[antlr-interest] philosophy about translation

Paul Johnson gt54-antlr at cyconix.com
Wed Oct 11 01:35:37 PDT 2006


Loring Craymer wrote:
> Andy--
> 
> I deliberately chose your message to respond to because it captured the 
> pragmatic viewpoint--"I had a problem; I solved it; I did not need to 
> use trees"--quite effectively.  That is quite a bit different from the 
> more usual "I tried to use ANTLR's tree facilities and discovered that 
> writing them by hand and using a visitor is easy and clearly is the ONE 
> TRUE SOLUTION to language processing" that appears in the group every so 
> often.  

Perhaps I'm being thick here, or I haven't been paying attention, but I 
haven't noticed anyone making this argument (and certainly not myself).

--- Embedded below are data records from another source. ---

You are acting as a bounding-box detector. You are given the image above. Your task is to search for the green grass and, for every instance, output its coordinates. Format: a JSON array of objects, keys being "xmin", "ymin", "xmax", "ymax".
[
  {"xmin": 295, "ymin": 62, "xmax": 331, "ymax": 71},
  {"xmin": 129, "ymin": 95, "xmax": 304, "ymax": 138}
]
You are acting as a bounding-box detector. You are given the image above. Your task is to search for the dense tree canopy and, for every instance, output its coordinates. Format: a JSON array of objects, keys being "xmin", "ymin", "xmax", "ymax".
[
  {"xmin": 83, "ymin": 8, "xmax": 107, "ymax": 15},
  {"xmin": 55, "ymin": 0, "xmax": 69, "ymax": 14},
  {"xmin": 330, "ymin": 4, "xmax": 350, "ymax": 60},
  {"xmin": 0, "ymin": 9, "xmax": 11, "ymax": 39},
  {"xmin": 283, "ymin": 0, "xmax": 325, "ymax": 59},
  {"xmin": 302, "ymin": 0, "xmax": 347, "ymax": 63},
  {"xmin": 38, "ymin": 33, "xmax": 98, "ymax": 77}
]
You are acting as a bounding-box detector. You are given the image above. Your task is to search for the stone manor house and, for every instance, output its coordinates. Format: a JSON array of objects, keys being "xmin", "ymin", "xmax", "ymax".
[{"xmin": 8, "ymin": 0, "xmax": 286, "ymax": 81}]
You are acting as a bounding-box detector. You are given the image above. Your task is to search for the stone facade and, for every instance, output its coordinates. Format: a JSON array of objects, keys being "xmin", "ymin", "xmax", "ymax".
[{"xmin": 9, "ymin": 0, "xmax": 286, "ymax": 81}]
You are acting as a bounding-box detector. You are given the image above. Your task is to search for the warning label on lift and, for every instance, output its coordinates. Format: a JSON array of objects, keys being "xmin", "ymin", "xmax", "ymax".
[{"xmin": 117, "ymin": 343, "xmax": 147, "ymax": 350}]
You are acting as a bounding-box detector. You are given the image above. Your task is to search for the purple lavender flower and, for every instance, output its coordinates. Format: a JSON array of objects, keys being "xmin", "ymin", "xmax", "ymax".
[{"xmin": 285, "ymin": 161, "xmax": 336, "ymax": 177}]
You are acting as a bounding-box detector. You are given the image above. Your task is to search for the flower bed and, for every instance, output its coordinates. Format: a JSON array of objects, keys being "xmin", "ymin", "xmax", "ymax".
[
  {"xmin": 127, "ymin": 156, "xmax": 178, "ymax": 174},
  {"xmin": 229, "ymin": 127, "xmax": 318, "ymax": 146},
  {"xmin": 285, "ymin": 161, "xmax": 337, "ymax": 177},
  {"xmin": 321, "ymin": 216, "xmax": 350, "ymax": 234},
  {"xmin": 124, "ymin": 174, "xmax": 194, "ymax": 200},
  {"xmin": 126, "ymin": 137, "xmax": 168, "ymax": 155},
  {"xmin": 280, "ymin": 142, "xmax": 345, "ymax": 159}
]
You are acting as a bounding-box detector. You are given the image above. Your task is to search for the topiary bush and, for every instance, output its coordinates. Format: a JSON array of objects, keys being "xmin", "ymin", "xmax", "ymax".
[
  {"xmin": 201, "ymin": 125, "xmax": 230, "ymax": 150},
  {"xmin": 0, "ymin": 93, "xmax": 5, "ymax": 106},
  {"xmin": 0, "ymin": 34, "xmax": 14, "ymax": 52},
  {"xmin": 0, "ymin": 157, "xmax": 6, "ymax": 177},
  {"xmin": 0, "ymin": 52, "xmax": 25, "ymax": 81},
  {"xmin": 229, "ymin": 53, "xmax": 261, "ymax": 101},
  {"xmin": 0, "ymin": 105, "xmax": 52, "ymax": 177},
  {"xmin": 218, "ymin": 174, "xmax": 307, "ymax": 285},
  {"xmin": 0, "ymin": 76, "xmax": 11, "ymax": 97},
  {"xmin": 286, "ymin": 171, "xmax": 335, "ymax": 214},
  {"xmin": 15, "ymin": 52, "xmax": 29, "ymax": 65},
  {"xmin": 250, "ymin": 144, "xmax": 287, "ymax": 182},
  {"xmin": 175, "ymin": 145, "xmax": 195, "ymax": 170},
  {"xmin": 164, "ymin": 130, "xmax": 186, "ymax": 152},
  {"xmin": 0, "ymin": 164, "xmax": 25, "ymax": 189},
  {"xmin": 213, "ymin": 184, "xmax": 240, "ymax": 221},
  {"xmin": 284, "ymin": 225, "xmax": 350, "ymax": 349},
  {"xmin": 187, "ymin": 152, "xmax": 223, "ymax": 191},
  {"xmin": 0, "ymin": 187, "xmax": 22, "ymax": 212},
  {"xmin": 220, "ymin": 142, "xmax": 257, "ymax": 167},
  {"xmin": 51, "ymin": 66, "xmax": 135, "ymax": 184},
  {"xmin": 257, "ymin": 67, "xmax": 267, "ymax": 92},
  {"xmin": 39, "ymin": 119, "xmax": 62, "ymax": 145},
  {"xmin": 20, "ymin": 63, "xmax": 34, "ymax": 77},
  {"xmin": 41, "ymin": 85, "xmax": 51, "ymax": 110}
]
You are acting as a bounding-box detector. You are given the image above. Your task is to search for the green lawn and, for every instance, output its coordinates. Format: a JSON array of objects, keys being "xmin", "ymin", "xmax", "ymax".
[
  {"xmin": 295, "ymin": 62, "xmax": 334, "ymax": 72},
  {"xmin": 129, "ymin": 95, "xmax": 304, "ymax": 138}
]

I use ANTLR's tree facilities all the time. What I don't do is to use 
tree *grammars*, and it is the argument against grammars that I have 
occasionally seen in this list. This specific AST/tree argument, as I 
understand it (and *not* the translation philosophy argument) is about 
whether the advantages of having a tree grammar outweigh the disadvantages.

The ease of using visitors is not central to that argument. The problem 
is that tree grammars are (currently?) inflexible, but visitors are both 
flexible and trivial, so you should use visitors where appropriate.